Ayşegül bileti ayarlamıştı ancak pasaportu evinde kalmıştı ve yanında da tek bir parça giyecek yoktu. Babasının adamlarının evin çevresinde olması ihtimaline karşın da, bu tehlikeyi Poyraz'la göğüslediler. Tabi bilmedikleri şey, evin çevresinde değil tam da içerisinde onu bekleyen birisinin olduğuydu... Her hafta farklı bir konuda verdiği sosyal mesajlarıyla, dizinin kamu vicdanı olan Zülfikar evin içerisindedir. Haklı olarak, evde kimse olmadığını düşünerek giren Ayşegül ve Poyraz'ın bunu anladıklarındaki halleri ise görülmeye değerdi. Hemen yatak odasındaki gardroba saklanan ikilimiz, tam paçayı yırttıkları sırada Poyraz'ın çalan telefonuyla baskın yiyeceklerdi ki, ev sahibesi olarak Ayşegül hemen devreye girdi. Neye uğradığını şaşıran Zülfikar, bir de üzerine kafasına sert bir cisim yiyince bayılıverdi.
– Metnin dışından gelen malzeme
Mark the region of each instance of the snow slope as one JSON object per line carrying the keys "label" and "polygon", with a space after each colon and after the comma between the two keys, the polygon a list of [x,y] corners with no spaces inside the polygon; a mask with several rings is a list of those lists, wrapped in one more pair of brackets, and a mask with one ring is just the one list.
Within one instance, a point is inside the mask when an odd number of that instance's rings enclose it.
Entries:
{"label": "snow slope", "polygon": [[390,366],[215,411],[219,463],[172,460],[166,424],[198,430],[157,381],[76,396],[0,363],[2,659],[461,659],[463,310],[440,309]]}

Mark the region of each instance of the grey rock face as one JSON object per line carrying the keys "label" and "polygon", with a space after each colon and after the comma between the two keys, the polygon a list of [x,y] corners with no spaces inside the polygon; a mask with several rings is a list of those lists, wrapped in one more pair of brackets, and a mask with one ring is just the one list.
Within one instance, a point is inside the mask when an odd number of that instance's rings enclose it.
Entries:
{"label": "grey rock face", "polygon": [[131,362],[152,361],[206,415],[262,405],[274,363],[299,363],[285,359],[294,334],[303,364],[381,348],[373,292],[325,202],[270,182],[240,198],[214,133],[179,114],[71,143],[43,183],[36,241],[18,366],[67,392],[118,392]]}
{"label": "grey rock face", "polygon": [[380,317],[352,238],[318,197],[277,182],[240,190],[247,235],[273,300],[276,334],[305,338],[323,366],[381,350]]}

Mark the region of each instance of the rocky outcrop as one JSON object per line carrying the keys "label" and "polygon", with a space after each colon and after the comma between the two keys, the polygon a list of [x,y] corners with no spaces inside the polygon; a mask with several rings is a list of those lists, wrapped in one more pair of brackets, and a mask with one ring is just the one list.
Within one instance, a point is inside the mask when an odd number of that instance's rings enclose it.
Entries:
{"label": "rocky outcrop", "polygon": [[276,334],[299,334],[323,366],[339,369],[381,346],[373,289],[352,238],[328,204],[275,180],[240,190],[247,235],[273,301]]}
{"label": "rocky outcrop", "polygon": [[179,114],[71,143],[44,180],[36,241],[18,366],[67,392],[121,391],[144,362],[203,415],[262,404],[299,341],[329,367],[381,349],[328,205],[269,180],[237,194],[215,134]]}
Bunu fırsat bilen ikilimiz ise aldıkları bavullar dolusu eşya ile topukladı. Yazık yahu Zülfikar'a...
Tabi tehlike geçmemişti... Sabah olduğunda Poyraz ve Sinan'ı uyandırmadan evden ayrılmayı seçen Ayşegül, yolda onu bulabilecek birini ayarlaması için Poyraz'ın evine gelen Zülfikar ve Seyfi ile karşılaşınca, her şey yine tam bir arapsaçına döndü. Başlayan kovalamacanın sonu, yeniden Poyraz sayesinde Ayşegül'ün lehine sonuçlanırken; artık havalimanında vedalaşmaya hazırlardı.
Ayşegül resmen Poyraz'dan, "gitme!" demesini bekliyordu ama içerisine düştüğü durum sebebiyle Poyraz'ın buna cesareti yoktu. O cesareti getiren ise minik afacan Sinan oldu. Havalimanından sonra kendisini okula bırakan babasına, "hayatının şansını kaçırıyor olabileceğini" söyleyen Sinan'ın gazıyla Poyraz havalimanındaydı. Ama ondan önce havalimanına başkaları gelmiş, tam da uçağa binmeye giden Ayşegül'ü durdurmuştu...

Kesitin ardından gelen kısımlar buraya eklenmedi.